Yo estaba aturdido de dolor, sentía mi cuerpo roto y si de algo realmente deseaba rezar, era tan sol para pedir que Jacob no fuera el siguiente. Pero como de costumbre, Dios no me escuchó… no, ¿por qué habría de escuchar a un pobre huérfano después de todo? ¿Por qué intercedería por mí, que le suplicaba un poco de redención y compasión para su persona más querida? Había dejado que su hijo muriera… ¿Por qué salvaría a mi Jacob?

      Iba a cumplir once años, él no merecía esto. Deseé recibir los golpes por él, pero si lo defendía, entonces ellos lo sabrían… sabrían de nosotros y se aprovecharían de ello.

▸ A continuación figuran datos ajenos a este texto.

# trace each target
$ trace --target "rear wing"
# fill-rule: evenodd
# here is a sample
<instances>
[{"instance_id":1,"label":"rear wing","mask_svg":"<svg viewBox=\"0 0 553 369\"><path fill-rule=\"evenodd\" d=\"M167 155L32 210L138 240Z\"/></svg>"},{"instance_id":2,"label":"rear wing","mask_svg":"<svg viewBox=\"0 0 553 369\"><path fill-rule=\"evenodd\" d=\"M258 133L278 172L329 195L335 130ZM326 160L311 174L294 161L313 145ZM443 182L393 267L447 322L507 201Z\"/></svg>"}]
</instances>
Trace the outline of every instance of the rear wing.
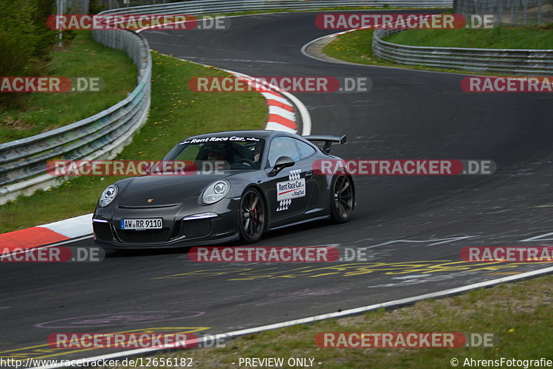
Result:
<instances>
[{"instance_id":1,"label":"rear wing","mask_svg":"<svg viewBox=\"0 0 553 369\"><path fill-rule=\"evenodd\" d=\"M315 135L310 136L302 136L308 141L324 141L324 146L323 146L323 151L326 153L330 152L332 142L336 142L338 144L344 144L346 143L346 135L341 137L331 136L328 135Z\"/></svg>"}]
</instances>

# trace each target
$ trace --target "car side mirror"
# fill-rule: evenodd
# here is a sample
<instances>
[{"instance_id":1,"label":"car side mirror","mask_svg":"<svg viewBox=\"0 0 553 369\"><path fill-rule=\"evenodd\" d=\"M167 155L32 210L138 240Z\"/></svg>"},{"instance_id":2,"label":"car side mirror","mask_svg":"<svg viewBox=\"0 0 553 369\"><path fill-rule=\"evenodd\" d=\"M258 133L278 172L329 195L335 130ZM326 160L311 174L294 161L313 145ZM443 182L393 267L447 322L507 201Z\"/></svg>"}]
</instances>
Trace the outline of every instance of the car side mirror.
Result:
<instances>
[{"instance_id":1,"label":"car side mirror","mask_svg":"<svg viewBox=\"0 0 553 369\"><path fill-rule=\"evenodd\" d=\"M269 172L268 176L269 177L274 177L284 168L293 167L294 164L296 164L296 162L294 162L294 159L290 156L281 156L276 159L276 162L274 163L274 167L273 167L272 170Z\"/></svg>"}]
</instances>

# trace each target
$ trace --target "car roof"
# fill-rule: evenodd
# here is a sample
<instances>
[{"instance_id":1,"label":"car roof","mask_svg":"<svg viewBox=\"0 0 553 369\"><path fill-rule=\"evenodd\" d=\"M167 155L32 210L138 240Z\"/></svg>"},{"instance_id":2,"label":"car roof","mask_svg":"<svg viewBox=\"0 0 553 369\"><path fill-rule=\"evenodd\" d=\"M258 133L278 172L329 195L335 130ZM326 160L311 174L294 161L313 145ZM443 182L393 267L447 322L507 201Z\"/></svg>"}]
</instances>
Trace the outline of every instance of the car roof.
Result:
<instances>
[{"instance_id":1,"label":"car roof","mask_svg":"<svg viewBox=\"0 0 553 369\"><path fill-rule=\"evenodd\" d=\"M285 135L290 137L299 137L297 135L283 132L281 131L270 131L270 130L256 130L256 131L223 131L221 132L212 132L210 133L203 133L202 135L197 135L195 136L190 136L186 140L191 140L194 138L206 138L209 137L225 137L225 136L250 136L256 137L260 138L270 138L276 135Z\"/></svg>"}]
</instances>

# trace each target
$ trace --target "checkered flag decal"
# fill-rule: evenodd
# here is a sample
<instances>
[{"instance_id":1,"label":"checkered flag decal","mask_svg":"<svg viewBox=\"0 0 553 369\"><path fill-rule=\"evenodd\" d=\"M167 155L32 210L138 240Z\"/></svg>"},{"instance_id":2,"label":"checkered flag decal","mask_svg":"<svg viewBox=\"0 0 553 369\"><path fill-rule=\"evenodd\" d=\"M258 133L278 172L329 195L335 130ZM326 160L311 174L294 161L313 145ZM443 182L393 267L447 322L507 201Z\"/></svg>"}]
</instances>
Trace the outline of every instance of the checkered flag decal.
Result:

      El padre Raphael tomó a Jacob por el cabello y lo arrodilló a sus pies. Él no se opuso, Jacob nunca se resistía a nada que le quisiera hacer, solamente lloraba.

 

      Después del primer golpe, sus gritos llenaron todo el lugar. Las paredes húmedas parecían sacudirse ante sus lamentos, o quizá era yo el que se lamentaba y mi cuerpo el que temblaba. Lo único que sé, es que sufrí cada uno de los doce azotes que le dio. Gota a gota lamenté su sangre y el que su cuerpecito de niño se revolcara en el piso hasta perder el conocimiento. Para los últimos golpes, Jacob ya no estaba en sí, pero no por ello se tuvo.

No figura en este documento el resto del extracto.